Comment by dayvigo
1 day ago
> I can't doubt that I want to eat a doughnut or that I want to be healthy or that I want a world with less cruelty in it.
The common case of the smoker (or someone around them) doubting whether they "really" want to quit cigarettes or not, after claiming they do want to quit and will quit, and then failing to do so, shows this is coherent though. It's just not applicable to the two examples you gave, because that's not what is meant.
Having quit nicotine, I can say that it's simply a matter of wanting to quit. I do love smoking still, and have a pipe or a cigar roughly every two weeks, but my half-a-tin of 12mg nicotine pouches a day habit is gone.
I miss it, and I didn't want to quit, but it was financially a little silly and that much nicotine causes health effects. You can desire to stop something but also not want to. It seems fair to allow both to be true.
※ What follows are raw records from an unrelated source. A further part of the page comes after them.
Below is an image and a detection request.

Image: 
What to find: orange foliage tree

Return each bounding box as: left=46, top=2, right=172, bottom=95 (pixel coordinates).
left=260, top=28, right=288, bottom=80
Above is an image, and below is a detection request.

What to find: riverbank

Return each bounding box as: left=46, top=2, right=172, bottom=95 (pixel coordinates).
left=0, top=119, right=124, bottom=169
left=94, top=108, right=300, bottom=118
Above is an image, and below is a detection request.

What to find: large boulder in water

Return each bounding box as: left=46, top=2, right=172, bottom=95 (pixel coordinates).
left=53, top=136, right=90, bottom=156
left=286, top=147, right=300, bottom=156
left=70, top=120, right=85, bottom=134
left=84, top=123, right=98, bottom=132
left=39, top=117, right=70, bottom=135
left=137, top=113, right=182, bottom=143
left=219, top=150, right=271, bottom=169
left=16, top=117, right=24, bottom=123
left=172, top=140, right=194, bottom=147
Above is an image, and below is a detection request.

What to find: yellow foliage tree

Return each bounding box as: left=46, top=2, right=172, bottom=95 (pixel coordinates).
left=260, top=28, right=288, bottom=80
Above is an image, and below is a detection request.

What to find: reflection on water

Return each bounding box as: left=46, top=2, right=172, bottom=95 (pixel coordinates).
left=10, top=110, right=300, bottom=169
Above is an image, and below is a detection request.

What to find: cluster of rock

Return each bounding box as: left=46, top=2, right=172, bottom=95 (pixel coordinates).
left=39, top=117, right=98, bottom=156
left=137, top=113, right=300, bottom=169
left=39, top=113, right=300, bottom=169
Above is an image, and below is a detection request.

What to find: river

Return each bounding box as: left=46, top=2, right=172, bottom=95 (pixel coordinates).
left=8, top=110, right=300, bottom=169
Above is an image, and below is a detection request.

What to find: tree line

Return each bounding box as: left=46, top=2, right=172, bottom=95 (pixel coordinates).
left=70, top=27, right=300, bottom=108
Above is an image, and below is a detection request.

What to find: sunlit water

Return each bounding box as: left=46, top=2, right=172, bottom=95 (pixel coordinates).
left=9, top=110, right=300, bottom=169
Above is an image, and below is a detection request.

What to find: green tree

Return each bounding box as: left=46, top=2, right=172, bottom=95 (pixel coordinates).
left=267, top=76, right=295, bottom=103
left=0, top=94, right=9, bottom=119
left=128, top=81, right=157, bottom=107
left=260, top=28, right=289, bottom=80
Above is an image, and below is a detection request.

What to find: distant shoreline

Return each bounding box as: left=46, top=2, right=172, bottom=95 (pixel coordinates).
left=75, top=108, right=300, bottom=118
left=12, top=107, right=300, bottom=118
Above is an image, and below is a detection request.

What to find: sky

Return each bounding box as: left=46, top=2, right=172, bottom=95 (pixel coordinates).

I think its better to say that people can have multiple, competing, desires, especially at different time scales. Nothing about the human condition as I can understand it makes this unreasonable, since I don't subscribe really to the idea that people really are a singular, coherent, entity.
“Just say ‘no.’”
Where have I heard that, before?
In my experience, compulsive people can often be totally unable to quit; no matter how hard they want to.
That’s one reason that I don’t dis fat people (I could stand to lose some weight, myself, and I’m working on it).
Drugs like Ozempic, have been making big differences, here, as they attack that reptile-brain compulsion that makes quitting so difficult.